Аякс вышел и вернулся с алмазом. Простая оправа из белого золота удерживала необычайно крупный сверкающий камень, в который словно вросло зеленое дыхание холодного вечернего неба{223}. Я не припомню, чтобы когда-либо видел подобную роскошь. (Правда, я вообще видел немного алмазов, даже в Кейптауне.)

Я Отшатнулся от этой мертвой жизни и робко признался:

– Меня поражает, что он такой большой.

– Двадцать тысяч крон или даже больше – вот его цена, – сказал Аякс. – Но его трудно продать. У меня нет аттестата о происхождении. Мое дворянское имя не ценится так высоко, как этот алмаз. Я навел справки. Он имеет генеалогическое древо. Это так называемый солитер, фантазийный камень{224}. Специалисты знают, кто он такой. Должно пройти много лет, прежде чем его можно будет выставить на продажу без посредничества скупщиков краденого (а они еще больше взвинчивают цену). Я бы хотел, чтобы этот камень приобрел ты. Ты теперь знаешь его историю.

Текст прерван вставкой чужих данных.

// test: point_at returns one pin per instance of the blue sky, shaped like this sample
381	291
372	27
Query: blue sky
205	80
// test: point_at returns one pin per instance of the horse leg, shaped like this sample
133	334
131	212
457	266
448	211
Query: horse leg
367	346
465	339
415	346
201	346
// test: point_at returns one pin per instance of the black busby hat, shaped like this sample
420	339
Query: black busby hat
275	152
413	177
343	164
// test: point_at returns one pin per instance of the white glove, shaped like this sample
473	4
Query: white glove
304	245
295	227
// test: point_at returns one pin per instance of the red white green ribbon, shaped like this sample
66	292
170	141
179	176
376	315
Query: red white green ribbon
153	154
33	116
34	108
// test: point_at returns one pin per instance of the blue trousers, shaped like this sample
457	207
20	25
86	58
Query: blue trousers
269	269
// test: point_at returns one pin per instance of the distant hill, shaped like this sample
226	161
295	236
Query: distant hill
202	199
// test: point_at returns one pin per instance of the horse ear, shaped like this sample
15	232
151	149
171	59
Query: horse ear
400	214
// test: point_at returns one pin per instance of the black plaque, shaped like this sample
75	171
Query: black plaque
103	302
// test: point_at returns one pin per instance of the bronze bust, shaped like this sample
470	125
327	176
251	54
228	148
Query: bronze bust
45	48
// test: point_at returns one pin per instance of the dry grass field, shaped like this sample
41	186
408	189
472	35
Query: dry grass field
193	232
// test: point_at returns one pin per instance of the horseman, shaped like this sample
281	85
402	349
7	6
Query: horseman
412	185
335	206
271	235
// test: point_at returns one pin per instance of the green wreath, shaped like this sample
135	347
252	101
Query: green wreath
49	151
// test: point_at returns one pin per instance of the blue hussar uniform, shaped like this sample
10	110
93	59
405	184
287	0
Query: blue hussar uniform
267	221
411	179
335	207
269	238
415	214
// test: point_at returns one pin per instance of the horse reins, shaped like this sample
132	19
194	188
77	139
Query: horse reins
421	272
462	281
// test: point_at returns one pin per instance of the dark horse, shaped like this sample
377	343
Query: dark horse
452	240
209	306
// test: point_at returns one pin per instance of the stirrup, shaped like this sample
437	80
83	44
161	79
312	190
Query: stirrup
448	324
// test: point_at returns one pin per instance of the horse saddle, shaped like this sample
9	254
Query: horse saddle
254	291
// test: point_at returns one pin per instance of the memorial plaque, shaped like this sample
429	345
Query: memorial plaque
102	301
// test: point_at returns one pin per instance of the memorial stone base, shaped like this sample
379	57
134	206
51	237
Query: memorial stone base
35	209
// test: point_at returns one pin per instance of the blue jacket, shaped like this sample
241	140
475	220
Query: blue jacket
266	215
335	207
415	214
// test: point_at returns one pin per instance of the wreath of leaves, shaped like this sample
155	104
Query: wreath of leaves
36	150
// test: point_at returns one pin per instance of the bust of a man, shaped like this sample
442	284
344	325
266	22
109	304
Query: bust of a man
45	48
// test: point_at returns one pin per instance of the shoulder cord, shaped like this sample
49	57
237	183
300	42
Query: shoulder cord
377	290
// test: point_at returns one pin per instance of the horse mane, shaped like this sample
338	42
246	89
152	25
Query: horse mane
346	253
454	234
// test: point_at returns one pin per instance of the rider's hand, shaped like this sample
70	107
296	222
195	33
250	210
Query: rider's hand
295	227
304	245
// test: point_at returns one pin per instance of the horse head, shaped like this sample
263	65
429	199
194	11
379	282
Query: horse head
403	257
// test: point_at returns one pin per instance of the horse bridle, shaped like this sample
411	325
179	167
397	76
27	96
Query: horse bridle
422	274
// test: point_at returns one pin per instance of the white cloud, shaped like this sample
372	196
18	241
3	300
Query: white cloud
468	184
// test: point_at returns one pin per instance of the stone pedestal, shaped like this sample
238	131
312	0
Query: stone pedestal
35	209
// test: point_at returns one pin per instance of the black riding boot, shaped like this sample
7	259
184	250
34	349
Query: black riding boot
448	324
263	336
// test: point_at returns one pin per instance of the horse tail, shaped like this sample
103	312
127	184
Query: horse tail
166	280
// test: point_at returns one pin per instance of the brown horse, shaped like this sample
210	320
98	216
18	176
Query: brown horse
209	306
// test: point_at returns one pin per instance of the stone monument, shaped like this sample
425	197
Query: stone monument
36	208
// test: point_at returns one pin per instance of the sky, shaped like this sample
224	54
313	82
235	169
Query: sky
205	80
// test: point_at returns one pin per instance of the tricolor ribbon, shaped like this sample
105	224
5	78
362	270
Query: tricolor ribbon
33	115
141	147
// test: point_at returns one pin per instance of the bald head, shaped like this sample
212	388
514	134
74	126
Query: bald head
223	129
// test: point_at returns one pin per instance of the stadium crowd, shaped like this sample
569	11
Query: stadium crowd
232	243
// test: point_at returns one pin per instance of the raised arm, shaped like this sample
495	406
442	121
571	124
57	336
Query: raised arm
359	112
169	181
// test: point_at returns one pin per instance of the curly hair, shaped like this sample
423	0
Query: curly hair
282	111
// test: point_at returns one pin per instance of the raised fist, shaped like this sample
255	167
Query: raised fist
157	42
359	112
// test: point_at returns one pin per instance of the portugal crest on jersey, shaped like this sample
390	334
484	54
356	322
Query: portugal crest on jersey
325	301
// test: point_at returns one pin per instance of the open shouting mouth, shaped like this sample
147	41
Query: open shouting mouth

Он украден законно. Я хочу уступить его тебе за шесть тысяч крон. —

Столкнувшись с неожиданностью, я наверняка делаюсь еще более беспомощным, чем большинство других людей. Я не могу правильно оценить обстоятельства. Как правило, из-за смущения или неприкрытого удивления я в таких случаях выражаю свои мысли очень неловко. Больше того: голос у меня становится нестерпимо противным. Я чувствую комок в горле. (Думаю, там действительно образуется слизистая пробка.) И меня неизбежно понимают неправильно. Я кажусь или смешным, или – самонадеянным… Так вот, чтобы выиграть время, я сказал: «Посмотрим». И продолжил – как могло показаться, с нехорошим намеком: «Может быть, тогда ты сумеешь еще раз законно его украсть». Клянусь, что ничего обидного я сказать не хотел. Я просто должен был хоть что-то сказать: мое изумление требовало, чтобы я что-то сказал. Это очень плохо, когда человек обделен даром молчания и вообще не хозяин своим словам.